The idea is to curb food waste down to nothing — and it’s working.
In the past four months, Chilliwack has been the pilot site for a food-waste diversion project that’s being called a “game-changer.”
Save-On-Foods joined forces with Food Banks BC, FoodMesh, Loop Resource, and charities like Chilliwack Salvation Army to reach the goal of “zero surplus and potentially wasted food” ending up in the waste stream.
A lot has been accomplished.
“Every item they can’t use, we are getting it,” said Don Armstrong, coordinator of the Chilliwack Salvation Army Food Bank, picking up some fresh asparagus and packages of sushi received from Save-On.
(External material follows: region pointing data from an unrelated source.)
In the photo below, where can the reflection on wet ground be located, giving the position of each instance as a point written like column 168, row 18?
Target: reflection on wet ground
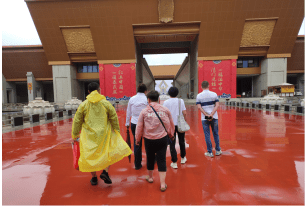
column 262, row 163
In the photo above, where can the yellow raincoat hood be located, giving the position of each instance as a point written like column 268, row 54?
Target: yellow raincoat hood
column 95, row 97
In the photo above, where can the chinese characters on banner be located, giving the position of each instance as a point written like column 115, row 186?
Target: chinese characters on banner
column 117, row 81
column 221, row 76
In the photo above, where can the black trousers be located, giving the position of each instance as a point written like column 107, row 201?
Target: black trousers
column 158, row 147
column 181, row 137
column 137, row 149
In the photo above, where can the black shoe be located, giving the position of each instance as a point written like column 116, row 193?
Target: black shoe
column 94, row 181
column 104, row 176
column 138, row 168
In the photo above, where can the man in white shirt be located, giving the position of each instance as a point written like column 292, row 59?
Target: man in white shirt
column 208, row 104
column 173, row 105
column 136, row 104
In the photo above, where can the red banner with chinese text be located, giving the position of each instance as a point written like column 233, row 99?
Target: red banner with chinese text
column 117, row 81
column 221, row 76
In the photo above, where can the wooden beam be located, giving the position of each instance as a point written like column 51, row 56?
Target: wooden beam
column 123, row 61
column 59, row 62
column 295, row 71
column 88, row 75
column 17, row 80
column 249, row 70
column 44, row 79
column 218, row 57
column 164, row 77
column 278, row 55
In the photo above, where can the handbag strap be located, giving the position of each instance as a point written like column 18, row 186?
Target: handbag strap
column 159, row 118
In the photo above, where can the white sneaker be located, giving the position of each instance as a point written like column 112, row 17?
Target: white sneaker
column 218, row 153
column 209, row 154
column 183, row 160
column 173, row 165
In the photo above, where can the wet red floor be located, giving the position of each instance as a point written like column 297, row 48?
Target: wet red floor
column 262, row 163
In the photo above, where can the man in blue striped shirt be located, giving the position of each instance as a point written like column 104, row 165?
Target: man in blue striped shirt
column 208, row 104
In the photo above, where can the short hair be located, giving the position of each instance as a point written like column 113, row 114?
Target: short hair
column 142, row 88
column 205, row 84
column 153, row 96
column 93, row 86
column 173, row 91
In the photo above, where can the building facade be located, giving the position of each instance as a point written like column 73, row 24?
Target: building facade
column 240, row 46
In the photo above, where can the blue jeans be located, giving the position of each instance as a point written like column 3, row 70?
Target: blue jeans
column 214, row 128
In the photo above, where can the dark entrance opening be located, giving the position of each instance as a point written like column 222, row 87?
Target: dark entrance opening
column 86, row 87
column 244, row 86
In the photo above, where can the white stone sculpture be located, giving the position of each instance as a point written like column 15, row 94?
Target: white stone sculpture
column 72, row 104
column 272, row 99
column 38, row 106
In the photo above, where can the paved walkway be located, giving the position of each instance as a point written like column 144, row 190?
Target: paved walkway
column 262, row 163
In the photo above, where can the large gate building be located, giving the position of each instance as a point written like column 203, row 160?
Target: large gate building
column 240, row 46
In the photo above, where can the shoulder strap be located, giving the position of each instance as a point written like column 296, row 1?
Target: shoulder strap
column 179, row 102
column 159, row 118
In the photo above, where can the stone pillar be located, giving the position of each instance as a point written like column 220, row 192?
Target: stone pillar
column 32, row 86
column 300, row 82
column 273, row 73
column 4, row 93
column 194, row 68
column 65, row 84
column 11, row 89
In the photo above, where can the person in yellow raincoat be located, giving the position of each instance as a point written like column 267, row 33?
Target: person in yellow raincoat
column 101, row 144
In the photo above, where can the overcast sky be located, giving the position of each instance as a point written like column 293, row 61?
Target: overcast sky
column 18, row 29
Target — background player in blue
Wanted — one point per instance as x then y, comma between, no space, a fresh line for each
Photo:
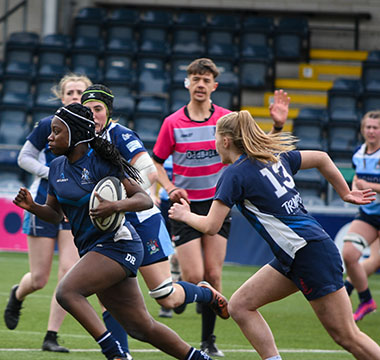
261,184
35,157
109,261
149,224
365,229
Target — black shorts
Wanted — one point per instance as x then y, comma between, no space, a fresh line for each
183,233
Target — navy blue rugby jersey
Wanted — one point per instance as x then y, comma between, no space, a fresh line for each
72,185
38,137
266,195
129,145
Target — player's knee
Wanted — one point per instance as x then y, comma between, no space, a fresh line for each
39,281
163,291
353,247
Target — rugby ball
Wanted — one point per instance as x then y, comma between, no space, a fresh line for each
112,189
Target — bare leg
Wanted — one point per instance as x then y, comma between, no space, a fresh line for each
265,286
41,252
351,255
68,256
334,312
121,296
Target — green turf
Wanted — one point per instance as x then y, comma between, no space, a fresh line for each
295,327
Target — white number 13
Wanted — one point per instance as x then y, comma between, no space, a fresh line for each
288,182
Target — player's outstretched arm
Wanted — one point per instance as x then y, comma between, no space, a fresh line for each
209,224
50,212
327,168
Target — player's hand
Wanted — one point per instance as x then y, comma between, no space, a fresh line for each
23,199
179,211
104,209
360,197
176,194
279,109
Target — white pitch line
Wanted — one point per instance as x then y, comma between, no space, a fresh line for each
316,351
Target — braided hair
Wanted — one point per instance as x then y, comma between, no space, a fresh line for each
80,124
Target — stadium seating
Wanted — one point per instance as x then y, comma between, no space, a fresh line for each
187,42
118,67
190,20
291,39
16,91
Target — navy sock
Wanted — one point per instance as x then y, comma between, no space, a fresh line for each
116,330
110,346
349,287
194,293
195,354
208,322
365,296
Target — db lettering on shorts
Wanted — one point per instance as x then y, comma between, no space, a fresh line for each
131,259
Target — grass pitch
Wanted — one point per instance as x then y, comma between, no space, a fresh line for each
298,333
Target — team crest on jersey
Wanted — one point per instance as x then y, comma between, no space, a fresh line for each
62,178
152,246
126,136
85,178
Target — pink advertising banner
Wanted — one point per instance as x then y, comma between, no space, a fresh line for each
11,236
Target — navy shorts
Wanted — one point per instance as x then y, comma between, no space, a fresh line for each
155,239
34,226
316,270
183,233
373,220
128,253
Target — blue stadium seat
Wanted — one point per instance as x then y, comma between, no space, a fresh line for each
152,82
51,63
187,42
43,97
156,18
123,16
23,40
118,68
221,44
16,91
342,139
121,38
178,71
291,39
228,78
13,114
19,62
124,101
86,63
224,98
342,107
190,20
147,127
371,75
153,41
370,101
257,73
13,133
20,50
258,24
152,105
179,96
310,135
224,22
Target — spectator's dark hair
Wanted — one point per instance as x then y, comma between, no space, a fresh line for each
202,66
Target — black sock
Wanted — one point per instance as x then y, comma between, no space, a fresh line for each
208,322
349,287
51,335
365,296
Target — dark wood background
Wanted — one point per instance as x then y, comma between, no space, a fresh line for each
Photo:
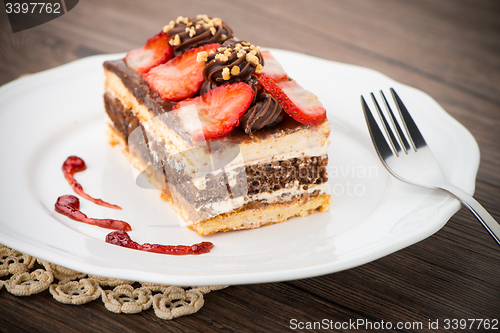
450,49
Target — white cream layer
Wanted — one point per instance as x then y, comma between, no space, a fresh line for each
307,141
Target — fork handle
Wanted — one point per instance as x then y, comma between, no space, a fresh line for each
475,207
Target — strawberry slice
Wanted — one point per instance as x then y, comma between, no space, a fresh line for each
156,51
300,104
219,111
181,77
272,67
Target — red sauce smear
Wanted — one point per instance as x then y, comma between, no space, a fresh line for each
72,165
121,238
69,205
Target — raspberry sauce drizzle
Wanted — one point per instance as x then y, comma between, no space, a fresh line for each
72,165
69,205
121,238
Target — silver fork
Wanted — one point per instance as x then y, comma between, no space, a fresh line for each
411,160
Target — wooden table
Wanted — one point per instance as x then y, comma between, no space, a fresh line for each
449,49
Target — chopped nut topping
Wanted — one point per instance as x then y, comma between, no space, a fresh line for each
217,22
225,73
235,70
169,26
202,56
252,58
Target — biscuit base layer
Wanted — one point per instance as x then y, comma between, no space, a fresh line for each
243,218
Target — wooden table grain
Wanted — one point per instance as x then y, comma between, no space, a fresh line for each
449,49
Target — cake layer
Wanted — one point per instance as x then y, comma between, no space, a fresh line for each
214,193
253,214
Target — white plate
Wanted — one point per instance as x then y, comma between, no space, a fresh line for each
48,116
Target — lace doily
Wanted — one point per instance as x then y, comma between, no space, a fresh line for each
28,275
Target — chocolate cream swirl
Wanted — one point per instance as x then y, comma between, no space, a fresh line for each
234,61
266,112
186,33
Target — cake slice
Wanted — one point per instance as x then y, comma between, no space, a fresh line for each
230,145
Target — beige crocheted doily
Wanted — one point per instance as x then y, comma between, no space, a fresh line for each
28,275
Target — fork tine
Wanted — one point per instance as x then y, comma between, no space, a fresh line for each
394,142
395,124
378,138
411,128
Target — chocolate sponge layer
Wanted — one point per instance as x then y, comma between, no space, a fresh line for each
251,179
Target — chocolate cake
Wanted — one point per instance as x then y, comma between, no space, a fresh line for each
219,127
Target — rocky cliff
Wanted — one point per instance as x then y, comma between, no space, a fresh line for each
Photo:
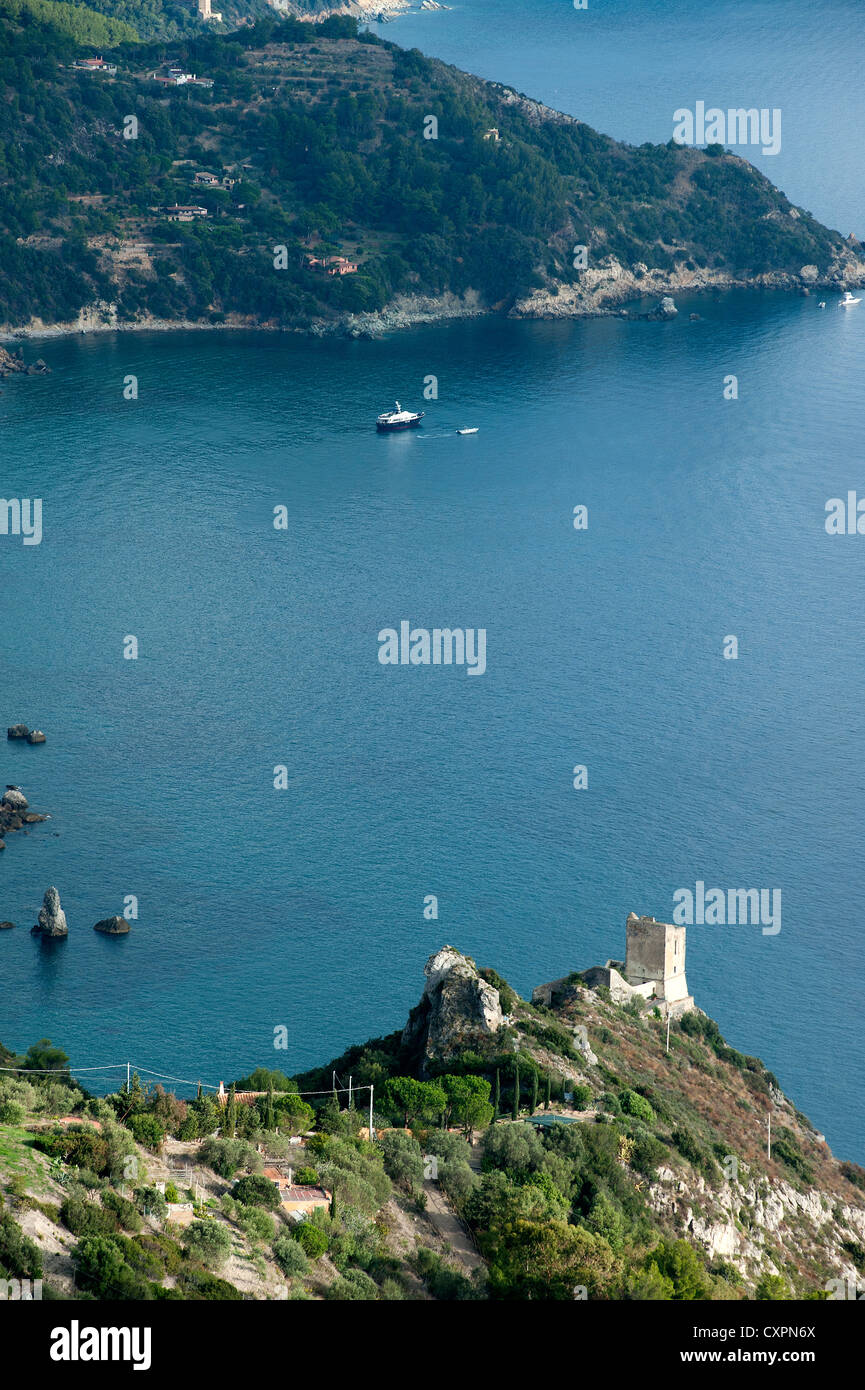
456,1011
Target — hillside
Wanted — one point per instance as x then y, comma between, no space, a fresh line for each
522,1153
306,143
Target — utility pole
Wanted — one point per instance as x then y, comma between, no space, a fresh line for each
769,1136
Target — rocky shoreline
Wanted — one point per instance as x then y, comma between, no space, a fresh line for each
15,813
602,291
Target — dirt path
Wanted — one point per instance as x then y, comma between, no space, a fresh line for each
449,1228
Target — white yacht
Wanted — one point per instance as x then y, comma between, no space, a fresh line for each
398,419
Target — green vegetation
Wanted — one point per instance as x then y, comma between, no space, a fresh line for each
556,1211
81,22
319,132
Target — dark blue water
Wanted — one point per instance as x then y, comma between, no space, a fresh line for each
303,908
259,648
626,66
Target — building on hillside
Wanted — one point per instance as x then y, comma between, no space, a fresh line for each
241,1097
180,213
95,66
298,1200
175,77
206,180
333,264
652,969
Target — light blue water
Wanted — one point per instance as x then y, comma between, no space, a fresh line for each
302,908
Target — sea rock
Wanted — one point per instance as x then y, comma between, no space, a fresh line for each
113,926
52,918
456,1007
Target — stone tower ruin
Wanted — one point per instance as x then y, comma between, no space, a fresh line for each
655,955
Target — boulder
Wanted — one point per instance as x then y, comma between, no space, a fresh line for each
113,926
456,1007
52,918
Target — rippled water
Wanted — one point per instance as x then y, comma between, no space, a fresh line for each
259,648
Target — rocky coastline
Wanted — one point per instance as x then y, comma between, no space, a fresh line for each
602,291
15,813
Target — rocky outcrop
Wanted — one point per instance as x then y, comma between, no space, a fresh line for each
52,918
458,1007
13,362
743,1221
607,285
31,736
405,312
14,813
113,926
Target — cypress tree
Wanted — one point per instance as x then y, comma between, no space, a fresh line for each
270,1123
231,1116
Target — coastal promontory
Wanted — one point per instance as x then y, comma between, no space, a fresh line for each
313,177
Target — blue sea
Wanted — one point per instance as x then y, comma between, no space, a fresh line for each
302,906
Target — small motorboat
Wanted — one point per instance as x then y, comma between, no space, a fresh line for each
398,419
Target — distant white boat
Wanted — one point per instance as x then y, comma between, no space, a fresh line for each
398,419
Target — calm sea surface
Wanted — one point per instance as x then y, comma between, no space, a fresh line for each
303,906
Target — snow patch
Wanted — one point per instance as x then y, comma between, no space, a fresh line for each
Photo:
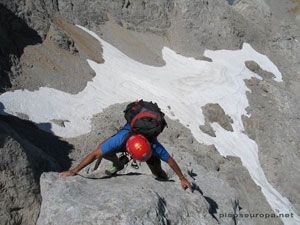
185,84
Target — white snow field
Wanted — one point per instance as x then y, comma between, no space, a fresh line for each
184,84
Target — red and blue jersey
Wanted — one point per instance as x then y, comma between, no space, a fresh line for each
116,141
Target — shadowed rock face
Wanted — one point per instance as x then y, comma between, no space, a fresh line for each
15,34
186,26
224,180
21,165
213,113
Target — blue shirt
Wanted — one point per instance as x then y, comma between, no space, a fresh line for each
116,141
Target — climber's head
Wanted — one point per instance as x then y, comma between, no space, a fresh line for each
139,147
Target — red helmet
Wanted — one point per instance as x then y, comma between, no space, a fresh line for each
139,147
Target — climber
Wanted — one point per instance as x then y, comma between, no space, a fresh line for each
138,138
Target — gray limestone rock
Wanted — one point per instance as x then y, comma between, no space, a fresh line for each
213,113
21,164
200,162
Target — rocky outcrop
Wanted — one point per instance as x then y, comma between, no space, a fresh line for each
213,113
202,164
186,26
26,152
21,164
61,58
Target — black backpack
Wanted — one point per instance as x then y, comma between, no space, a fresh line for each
145,118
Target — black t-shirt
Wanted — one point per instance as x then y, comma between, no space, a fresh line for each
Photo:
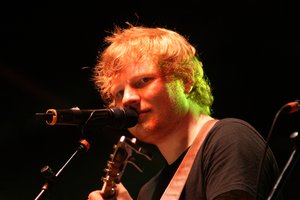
228,160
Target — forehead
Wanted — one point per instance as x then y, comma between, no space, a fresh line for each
133,72
136,70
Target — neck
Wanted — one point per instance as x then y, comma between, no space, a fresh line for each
177,141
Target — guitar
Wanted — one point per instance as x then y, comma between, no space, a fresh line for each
122,155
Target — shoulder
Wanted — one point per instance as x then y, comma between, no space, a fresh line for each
229,131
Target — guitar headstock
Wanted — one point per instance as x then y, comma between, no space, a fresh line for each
122,155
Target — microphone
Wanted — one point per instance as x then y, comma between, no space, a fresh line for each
116,117
292,107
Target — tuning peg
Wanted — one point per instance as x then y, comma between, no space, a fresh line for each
131,160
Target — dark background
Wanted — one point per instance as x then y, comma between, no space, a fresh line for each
250,51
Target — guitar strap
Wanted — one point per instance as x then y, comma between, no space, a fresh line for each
175,187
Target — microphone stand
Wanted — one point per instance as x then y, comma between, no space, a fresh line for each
287,168
49,174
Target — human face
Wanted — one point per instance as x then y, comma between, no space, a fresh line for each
160,103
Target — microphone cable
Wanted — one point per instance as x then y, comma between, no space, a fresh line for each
290,107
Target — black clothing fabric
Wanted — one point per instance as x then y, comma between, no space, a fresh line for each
227,160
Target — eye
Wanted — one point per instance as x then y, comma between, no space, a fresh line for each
119,94
143,81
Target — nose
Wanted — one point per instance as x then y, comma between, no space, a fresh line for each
131,97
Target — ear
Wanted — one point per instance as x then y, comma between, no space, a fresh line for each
188,86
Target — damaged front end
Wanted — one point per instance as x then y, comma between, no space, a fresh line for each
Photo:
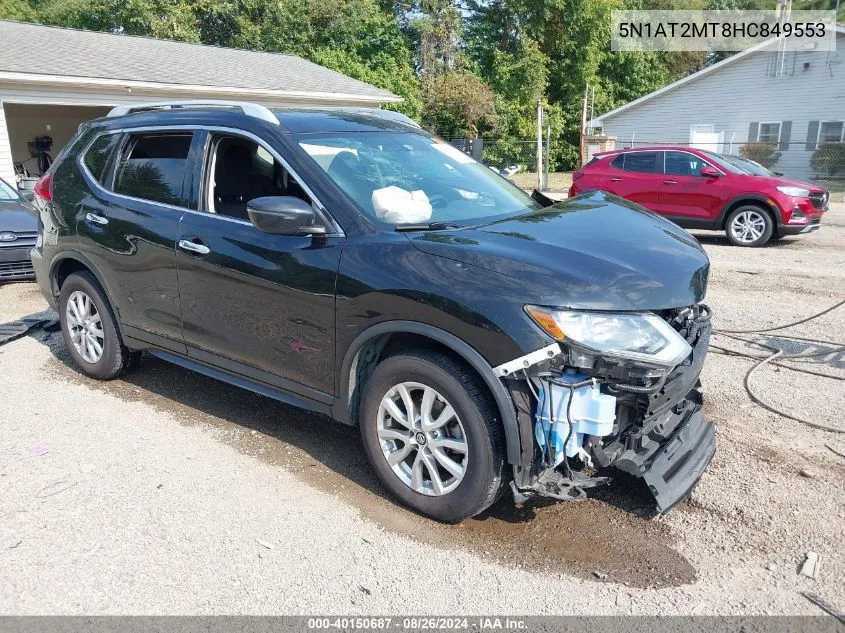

Black Press Media stopped by the food bank last week to see how the pilot project was working, as Sally Ann volunteers and staff combed through six pallets of boxed produce, dairy, and baked goods from Save-On-Foods.
Out of a week’s worth of food, they maybe had one garbage bag full they couldn’t put to use.
“The program works fantastic,” said Armstrong, adding they can use about 90 per cent of what they have been getting, and farmers will come by every day to pick up what’s left to feed their livestock.
“People are coming in and they’re loving the stuff that we are able to give them,” said Armstrong. “We’re giving them apples, we’re giving them oranges, bananas, sandwiches, deli meats, roasts, and turkeys.”
The food-waste diversion is now operational in more than half of the 170 Save-On-Foods stores across the province, including all three in Chilliwack, where the pilot has been redirecting food in a consistent, safe, and measurable way.
The grocery chain spent the past year trying to surpass its company-wide goal to reduce food waste by 50 per cent by 2025.
“We have been composting perishable waste where possible for a number of years, but we knew we could do better,” said Darrell Jones, president of Save-On-Foods, in a release.
The idea is to eventually see the initiative rolled out in all Save-On stores across Western Canada.
“With close to 1.5 million metric tonnes valued at close to $6.4 billion dollars of surplus edible food wasted each year in B.C. and close to 100,000 individuals struggling to put food on the table, perishable food recovery with our partner, Save-On-Foods, has been a true game-changer,” said Laura Lansink, executive director of Food Banks BC.
So where is it all heading?
“What we’re hoping is that other grocery stores will see what Save-On-Foods is doing, and get on board, so we can get all this food out of the landfills,” Armstrong said.